Story #3352: Production CNs are out of sync in object count - Infrastructure - DataONE Tasks

Story #3352

Production CNs are out of sync in object count

Added by Chris Jones over 12 years ago. Updated about 12 years ago.

Status:

Closed

Priority:

Normal

Assignee:

Ben Leinfelder

Category:

Environment.Production

Target version:

Sprint-2012.50-Block.6.4

Start date:

2012-10-23

Due date:

2013-01-05

% Done:

100%

Story Points:

Sprint:

Description

In the production environment, the CNs are slightly out of sync with regard to object count. cn-ucsb-1 is reporting 328691 objects, whereas both cn-orc-1 and cn-unm-1 are reporting 328448 objects. We need to figure out which pids are not in sync and why ucsb has fallen short.

correct_cn_20121022.sql (6.03 KB) Ben Leinfelder, 2012-10-22 22:37

Subtasks

History

#1 Updated by Ben Leinfelder over 12 years ago

An example (which probably applies broadly to the 200+ "missing" pids):
EML file guid 'nceas.988.9' was inserted into UCSB. For some reason there is no systemMetadata entry for it in the backing table, but it is mapped to docid 'autogen.2012101220031313139.1' in the identifier table.
ORC and UNM have systemMetadata for this guid (so HZ replication has worked) but they also have the docid as a separate object in the xml_documents table -- there from the Metacat replication of the EML file.
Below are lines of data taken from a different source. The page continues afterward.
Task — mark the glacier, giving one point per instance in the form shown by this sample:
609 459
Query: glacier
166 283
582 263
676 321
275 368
#2 Updated by Ben Leinfelder over 12 years ago

Another pid with the same issue:
'kgordon.35.40' -> 'autogen.2012101713571339641.1'

#3 Updated by Chris Jones over 12 years ago

At some point UCSB dropped from the Hazelcast cluster, but was still communicating via Metacat replication. Some objects were created on UCSB, but the call to saveLocally() looks to have failed, even though it succeeded on the other two CNs (via seeing the hz event). Ben created a short list of PIDs that were on UNM and ORC, but not UCSB, and so we'll restart UCSB to get the object counts to resync. The process will be:

1) Shut down d1-processing on cn-ucsb-1
2) Remove cn-ucsb-1 from the DNS round robin
3) Shut down d1-index-processing and d1-index-generator on cn-ucsb-1
4) Restart Tomcat on cn-ucsb-1
5) cn-ucsb-1 should resync it's missing identifiers in the system metadata tables by pulling them from the other two CNs
6) Restart d1-index-* on cn-ucsb-1
7) Restart d1-processing on cn-ucsb-1
8) Manually fix the incrrect guids on cn-orc-1 and cn-unm-1 for the short list of pids via SQL
9) Add cn-ucsb-1 back into the DNS round robin

Then,
10) Look through the cn-ucsb-1 logs to try to see why it dropped from the cluster in the first place.

#4 Updated by Ben Leinfelder over 12 years ago

Numbers (1-4) and (8) are done. Now waiting for the resynch to complete on UCSB. I am skeptical it is in the cluster given the large number of statements like this flying by in the knb.log:
knb 20121022-22:34:11: [DEBUG]: Adding missing hzIdentifiers key: resourceMap_SRKX00_XXXIBTNXMBR11_20080505.50.2 [edu.ucsb.nceas.metacat.dataone.hazelcast.HazelcastService]